# Uniswap V2 recap
If you haven't read my [previous article](https://hackmd.io/@carlitox477/BkOrSI4yA), you should; but in case you are super lazy like me, here's a short recap of the main ideas of the article:
1. This is is a rectangle:

2. This is how you calculate its area:
$$Rectangle \; area = shorter \; side \; length \times longer \; side \; length$$
3. If we want to determine the side length for every rectangle with an area of $k$, we can visualize it in [this graph](https://www.geogebra.org/calculator/thcaar5d), where we connect the points $(0,0)$, $(0,y)$, $(x,y)$, and $(x,0)$ to form the rectangle.
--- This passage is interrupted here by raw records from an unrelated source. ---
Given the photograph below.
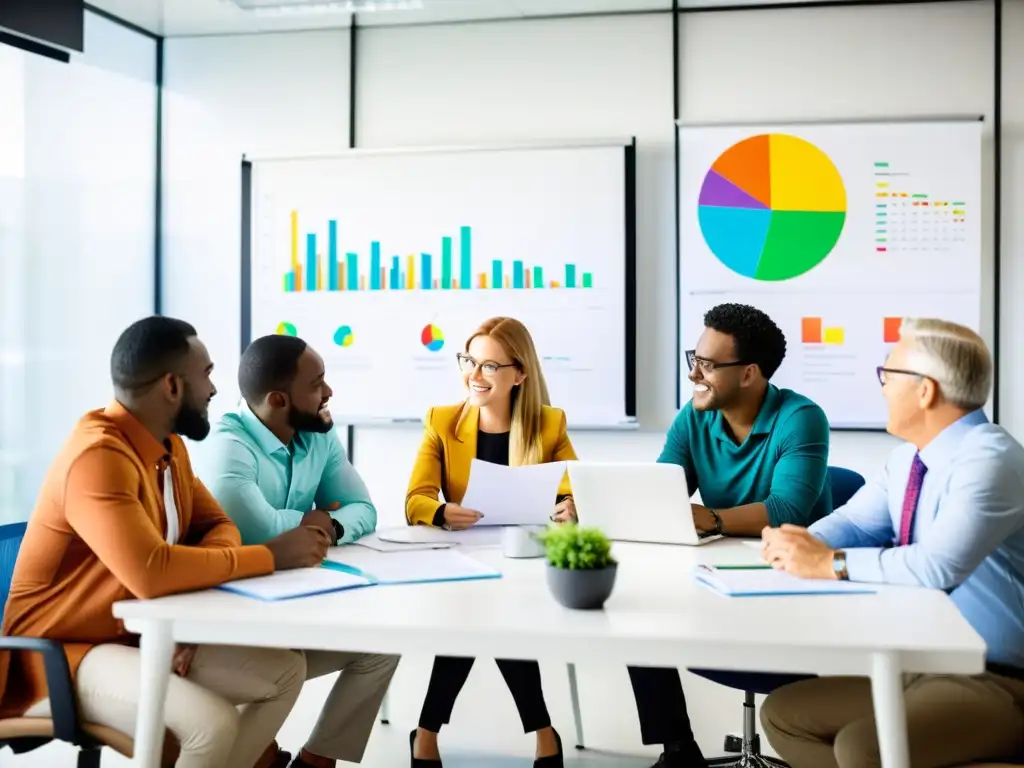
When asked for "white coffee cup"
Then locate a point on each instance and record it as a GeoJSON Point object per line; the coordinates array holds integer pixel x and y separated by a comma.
{"type": "Point", "coordinates": [520, 541]}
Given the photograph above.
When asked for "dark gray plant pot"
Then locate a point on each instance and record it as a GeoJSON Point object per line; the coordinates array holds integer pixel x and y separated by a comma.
{"type": "Point", "coordinates": [583, 590]}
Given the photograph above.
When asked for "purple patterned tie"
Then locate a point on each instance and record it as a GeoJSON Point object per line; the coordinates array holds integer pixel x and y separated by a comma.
{"type": "Point", "coordinates": [918, 470]}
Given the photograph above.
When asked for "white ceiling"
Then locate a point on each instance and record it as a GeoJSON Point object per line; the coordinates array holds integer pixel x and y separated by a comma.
{"type": "Point", "coordinates": [178, 17]}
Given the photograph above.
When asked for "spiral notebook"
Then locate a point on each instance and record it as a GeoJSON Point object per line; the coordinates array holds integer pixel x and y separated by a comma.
{"type": "Point", "coordinates": [352, 567]}
{"type": "Point", "coordinates": [766, 582]}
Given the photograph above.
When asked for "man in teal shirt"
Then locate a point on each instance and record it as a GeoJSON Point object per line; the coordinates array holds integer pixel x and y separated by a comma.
{"type": "Point", "coordinates": [276, 464]}
{"type": "Point", "coordinates": [759, 457]}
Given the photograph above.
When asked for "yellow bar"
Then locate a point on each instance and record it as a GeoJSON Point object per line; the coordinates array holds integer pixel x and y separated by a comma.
{"type": "Point", "coordinates": [834, 336]}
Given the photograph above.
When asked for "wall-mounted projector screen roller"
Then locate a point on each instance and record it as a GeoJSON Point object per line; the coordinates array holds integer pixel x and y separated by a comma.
{"type": "Point", "coordinates": [386, 261]}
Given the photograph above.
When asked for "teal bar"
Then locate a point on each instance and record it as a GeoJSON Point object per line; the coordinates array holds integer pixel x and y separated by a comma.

4. We can think of $x$ and $y$ as the amounts of tokens $X$ and $Y$ in a pool, respectively.
5. When we perform a swap without fees, the area of the rectangle must remain constant, meaning $x_{before\; swap} \times y_{before\; swap} = x_{after\; swap} \times y_{after\; swap}$. Where
* $x_{after\; swap} = x_{before\; swap} + \Delta x$
* $y_{after\; swap} = y_{before\; swap} + \Delta y$
* If we consider swapping tokens $Y$ for tokens $X$, then:
* $\Delta x = - amountOut_{X}$
* $\Delta y = amountIn_{Y}$
6. When we perform a swap with fees:
* $\Delta x = - amountOut_{X}$
* $\Delta y = amountSent_{Y} * (1 - fee \%)$
* Then $x_{before\; swap} \times y_{before\; swap} = ( x_{before\; swap} + \Delta x) \times (y_{before\; swap} + \Delta y)$, but:
* $x_{after\; swap} = x_{before\; swap} - amountOut_{X}$
* $y_{after\; swap} = y_{before\; swap} + amountSent_{Y}$
* Therefore, $k_{after \; swap} = (x_{before\; swap} - amountOut_{X}) \times (y_{before\; swap} + amountSent_{Y})$
8. The problem with uniswap V2 invariant is that it enforces to provide liquidity through the whole curve, while an approach of order books allows to provide liquidity to just one price.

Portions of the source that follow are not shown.